Peer  Portner

AP Photo/Bob Child
Dr. Peer M. Portner explains the workings of the artificial heart that has kept Robert "Pete" Kenyon alive for three years during a press conference in New Haven, Conn. Thursday Aug. 9, 2001. Kenyon is the longest surviving artificial heart recipient in the United States at three years.

Peer Portner

Inventor of an implanted electrical pump for heart-failure patients dies at 68

Palo Alto, Calif. - Peer Portner, the inventor of an implanted electrical pump for heart-failure patients, has died. He was 68.

Portner died Monday of cancer at his home in the San Francisco Bay area, according to a statement from Stanford University.

Originally trained as a nuclear physicist, Portner became a consulting professor of cardiothoracic surgery at Stanford University School of Medicine.

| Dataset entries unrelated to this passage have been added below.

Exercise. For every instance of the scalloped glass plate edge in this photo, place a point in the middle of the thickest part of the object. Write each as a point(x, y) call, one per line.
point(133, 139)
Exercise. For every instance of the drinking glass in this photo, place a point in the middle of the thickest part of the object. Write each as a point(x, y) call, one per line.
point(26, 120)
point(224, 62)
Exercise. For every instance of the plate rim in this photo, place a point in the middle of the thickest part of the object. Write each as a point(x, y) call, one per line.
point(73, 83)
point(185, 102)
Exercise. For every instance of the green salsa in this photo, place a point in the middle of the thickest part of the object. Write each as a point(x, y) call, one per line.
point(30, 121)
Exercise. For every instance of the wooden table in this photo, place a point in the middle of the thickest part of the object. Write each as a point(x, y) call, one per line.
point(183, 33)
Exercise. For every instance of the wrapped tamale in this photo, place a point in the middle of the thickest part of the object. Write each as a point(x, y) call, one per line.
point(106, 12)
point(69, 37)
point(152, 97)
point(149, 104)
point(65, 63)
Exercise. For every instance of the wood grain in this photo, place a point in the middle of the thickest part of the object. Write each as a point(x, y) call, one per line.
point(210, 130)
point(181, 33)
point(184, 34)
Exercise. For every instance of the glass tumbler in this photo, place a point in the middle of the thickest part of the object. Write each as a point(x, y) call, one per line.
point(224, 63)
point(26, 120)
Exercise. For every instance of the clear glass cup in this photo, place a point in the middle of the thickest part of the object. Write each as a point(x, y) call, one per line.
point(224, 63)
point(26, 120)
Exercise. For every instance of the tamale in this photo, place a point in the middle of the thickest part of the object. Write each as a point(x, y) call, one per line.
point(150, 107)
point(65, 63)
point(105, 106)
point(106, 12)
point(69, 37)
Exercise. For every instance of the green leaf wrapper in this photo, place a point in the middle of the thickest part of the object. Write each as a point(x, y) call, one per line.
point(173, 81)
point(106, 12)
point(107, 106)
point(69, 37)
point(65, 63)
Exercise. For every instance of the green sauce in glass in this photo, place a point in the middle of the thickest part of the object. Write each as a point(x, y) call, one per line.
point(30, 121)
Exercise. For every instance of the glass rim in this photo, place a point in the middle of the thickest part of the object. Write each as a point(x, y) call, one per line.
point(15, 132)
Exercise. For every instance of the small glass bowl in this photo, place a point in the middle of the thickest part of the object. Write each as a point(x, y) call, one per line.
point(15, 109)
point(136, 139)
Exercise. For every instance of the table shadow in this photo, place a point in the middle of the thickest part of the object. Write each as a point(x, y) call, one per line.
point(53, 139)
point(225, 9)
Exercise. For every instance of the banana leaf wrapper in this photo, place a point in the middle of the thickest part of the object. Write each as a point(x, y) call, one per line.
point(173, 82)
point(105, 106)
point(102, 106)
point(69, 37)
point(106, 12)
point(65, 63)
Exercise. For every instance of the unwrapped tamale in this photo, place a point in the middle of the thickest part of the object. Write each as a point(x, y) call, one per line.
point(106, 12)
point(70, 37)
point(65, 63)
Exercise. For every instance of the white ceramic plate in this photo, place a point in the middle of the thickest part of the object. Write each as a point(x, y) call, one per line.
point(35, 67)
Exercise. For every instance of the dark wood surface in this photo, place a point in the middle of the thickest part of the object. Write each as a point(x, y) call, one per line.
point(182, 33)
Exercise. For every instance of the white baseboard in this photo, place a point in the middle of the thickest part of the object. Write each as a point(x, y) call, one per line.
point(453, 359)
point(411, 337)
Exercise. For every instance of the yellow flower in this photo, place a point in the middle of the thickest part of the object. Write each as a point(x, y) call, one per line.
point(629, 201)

He began working with doctors at the school in the early 1970s to develop his pump, called the left ventricular assist device.

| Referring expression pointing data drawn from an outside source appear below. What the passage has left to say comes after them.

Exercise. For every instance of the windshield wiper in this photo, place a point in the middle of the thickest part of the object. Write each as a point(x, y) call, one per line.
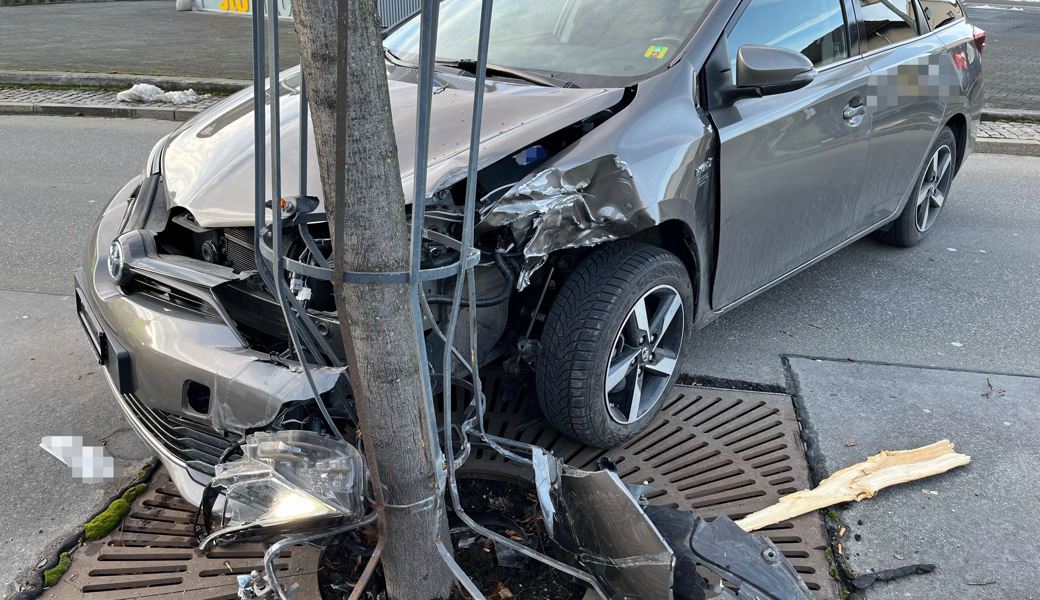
point(469, 66)
point(394, 59)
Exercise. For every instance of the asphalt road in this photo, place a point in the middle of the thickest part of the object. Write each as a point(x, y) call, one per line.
point(55, 177)
point(147, 37)
point(968, 297)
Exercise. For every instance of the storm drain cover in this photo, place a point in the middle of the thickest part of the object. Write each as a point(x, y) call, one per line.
point(711, 451)
point(153, 555)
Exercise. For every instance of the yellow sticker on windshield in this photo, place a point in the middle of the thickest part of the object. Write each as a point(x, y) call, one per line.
point(657, 52)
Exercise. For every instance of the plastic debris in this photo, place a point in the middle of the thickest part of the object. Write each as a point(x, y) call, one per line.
point(147, 93)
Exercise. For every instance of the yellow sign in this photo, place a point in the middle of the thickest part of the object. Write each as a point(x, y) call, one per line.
point(657, 52)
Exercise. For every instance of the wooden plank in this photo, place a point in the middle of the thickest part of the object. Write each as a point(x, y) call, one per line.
point(860, 481)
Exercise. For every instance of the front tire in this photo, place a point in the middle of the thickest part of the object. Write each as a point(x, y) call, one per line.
point(929, 194)
point(613, 342)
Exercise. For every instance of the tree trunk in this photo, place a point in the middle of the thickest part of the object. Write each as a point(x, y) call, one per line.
point(377, 319)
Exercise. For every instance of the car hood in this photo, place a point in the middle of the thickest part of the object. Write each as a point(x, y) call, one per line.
point(208, 164)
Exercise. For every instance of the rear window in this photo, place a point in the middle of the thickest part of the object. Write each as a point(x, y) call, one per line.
point(939, 12)
point(887, 22)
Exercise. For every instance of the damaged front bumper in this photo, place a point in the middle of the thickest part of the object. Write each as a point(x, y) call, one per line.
point(185, 380)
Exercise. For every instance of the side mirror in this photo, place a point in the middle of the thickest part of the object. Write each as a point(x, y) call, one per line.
point(768, 70)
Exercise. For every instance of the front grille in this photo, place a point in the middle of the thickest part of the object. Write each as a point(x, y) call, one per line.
point(157, 290)
point(238, 243)
point(198, 445)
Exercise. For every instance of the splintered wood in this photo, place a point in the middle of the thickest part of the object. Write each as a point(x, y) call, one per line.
point(861, 481)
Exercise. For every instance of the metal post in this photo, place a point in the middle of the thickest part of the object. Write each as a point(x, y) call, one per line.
point(427, 58)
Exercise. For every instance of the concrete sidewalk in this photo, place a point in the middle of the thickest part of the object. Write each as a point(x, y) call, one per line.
point(88, 103)
point(147, 37)
point(979, 523)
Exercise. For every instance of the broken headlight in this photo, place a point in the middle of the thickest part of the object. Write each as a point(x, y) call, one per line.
point(290, 476)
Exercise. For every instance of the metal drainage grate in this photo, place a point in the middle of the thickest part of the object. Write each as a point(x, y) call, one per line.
point(153, 555)
point(710, 451)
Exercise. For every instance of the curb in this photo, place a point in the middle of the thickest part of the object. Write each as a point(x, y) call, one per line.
point(34, 587)
point(1015, 147)
point(162, 113)
point(1010, 114)
point(35, 2)
point(120, 81)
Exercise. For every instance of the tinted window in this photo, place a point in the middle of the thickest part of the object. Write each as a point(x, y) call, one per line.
point(938, 12)
point(589, 42)
point(887, 22)
point(815, 28)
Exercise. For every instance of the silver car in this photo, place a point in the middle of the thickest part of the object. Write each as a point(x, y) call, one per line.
point(646, 167)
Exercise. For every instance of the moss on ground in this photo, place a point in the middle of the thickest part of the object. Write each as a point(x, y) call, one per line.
point(53, 575)
point(101, 525)
point(132, 493)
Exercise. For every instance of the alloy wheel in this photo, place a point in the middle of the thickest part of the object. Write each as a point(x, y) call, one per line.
point(645, 355)
point(934, 186)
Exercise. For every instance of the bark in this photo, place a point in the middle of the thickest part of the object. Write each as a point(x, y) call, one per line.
point(375, 319)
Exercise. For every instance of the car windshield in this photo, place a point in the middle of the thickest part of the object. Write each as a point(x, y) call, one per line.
point(591, 43)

In 1984, the device kept a heart patient alive for eight days until a heart transplant was found, the first time such a device was successfully implanted in a human, the university said.

Portner founded Novacor Medical Corp. to develop the pump and led research for more than 30 years to improve the device.

More than 1,700 patients in more than 100 medical centers around the world have had the device implanted.